As an aside we disagree from this simplistic analysis because as is well known, the “Household” category, which is pulled from the Fed’s quarterly Flow of Funds report, is merely a placeholder plug, designed to balance out all the other member categories. What is less known is that entities such as hedge funds use extensive “off the books” leverage (just ask Citadel and its nearly 9x regulatory leverage) to hold far more equities than their capital allows them. Which means that in reality the US household owns far less stock than is believed.
But even if one takes the Fed’s data at face value, what becomes clear is that having owned virtually the entire stock market in 1945, households are now down to nearly their lowest fractional ownership in history, with the rest alloted to mutual, pension and retirement funds.
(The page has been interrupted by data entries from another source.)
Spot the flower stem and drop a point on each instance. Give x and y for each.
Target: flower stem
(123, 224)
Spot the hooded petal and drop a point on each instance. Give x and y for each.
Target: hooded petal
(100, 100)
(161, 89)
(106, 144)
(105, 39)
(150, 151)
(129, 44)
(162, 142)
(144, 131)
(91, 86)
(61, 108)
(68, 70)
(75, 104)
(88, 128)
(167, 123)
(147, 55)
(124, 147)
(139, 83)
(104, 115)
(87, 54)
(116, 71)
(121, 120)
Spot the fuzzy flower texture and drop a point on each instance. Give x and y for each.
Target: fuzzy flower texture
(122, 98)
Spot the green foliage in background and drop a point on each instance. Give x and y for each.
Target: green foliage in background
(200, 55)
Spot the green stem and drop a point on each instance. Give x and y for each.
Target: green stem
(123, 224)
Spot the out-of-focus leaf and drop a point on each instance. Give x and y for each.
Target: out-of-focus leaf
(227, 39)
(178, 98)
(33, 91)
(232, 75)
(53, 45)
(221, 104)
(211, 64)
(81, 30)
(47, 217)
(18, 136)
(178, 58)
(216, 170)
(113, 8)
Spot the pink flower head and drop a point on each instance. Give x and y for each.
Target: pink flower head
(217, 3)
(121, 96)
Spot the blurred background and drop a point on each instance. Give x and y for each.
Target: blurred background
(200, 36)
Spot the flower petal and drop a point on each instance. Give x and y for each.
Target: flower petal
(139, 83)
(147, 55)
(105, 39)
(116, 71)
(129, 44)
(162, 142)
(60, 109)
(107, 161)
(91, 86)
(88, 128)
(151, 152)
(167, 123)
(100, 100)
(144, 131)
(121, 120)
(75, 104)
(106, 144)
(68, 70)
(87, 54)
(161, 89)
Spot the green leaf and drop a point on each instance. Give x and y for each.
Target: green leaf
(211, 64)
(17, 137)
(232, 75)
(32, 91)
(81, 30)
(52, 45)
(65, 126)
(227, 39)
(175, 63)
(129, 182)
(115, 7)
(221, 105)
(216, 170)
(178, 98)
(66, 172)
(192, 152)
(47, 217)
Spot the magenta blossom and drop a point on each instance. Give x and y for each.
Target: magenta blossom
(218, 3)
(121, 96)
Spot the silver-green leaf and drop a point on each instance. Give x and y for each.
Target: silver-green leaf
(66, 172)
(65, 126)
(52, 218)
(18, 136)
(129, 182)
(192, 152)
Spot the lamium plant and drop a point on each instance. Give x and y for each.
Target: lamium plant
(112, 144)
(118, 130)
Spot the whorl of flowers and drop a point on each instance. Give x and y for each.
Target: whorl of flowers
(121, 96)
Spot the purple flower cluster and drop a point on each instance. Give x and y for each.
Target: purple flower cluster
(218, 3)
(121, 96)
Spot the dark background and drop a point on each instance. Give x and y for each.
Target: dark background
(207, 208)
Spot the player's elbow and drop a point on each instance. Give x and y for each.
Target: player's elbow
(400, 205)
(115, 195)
And it is only going to get worse.
According to a recent analysis by Goldman, in 2014 the US household is on track to withdraw a whopping $430 billion from US corporate stocks. i.e., sell. This will be the biggest net outflow by the Household group, which has constantly withdrawn cash from equities over the past decade, since the last market peak.
It is understandable why: with baby boomers retiring in droves, and with interest income non-existent, investors are forced to liquidate positions in order to generate, well, liquidity.
Perhaps a more disturbing question is why is the household outflow not bigger? After all it surpassed $1 trillion during the last market peak. Could it be because households just don’t have all that much equity left in a market which is now dominated by a mere tiny fraction of the entire US population?
But the biggest question is with household pulling cash out, who will provide the offsetting inflow into stocks? The answer: corporations of course – the same entity that injected a record $500 billion in stocks in the form of buybacks is set for another bumper year of net inflows, and according to Goldman companies are on par to match their 2013 buyback activity by buying back some $450 billion of their own stock in the coming year.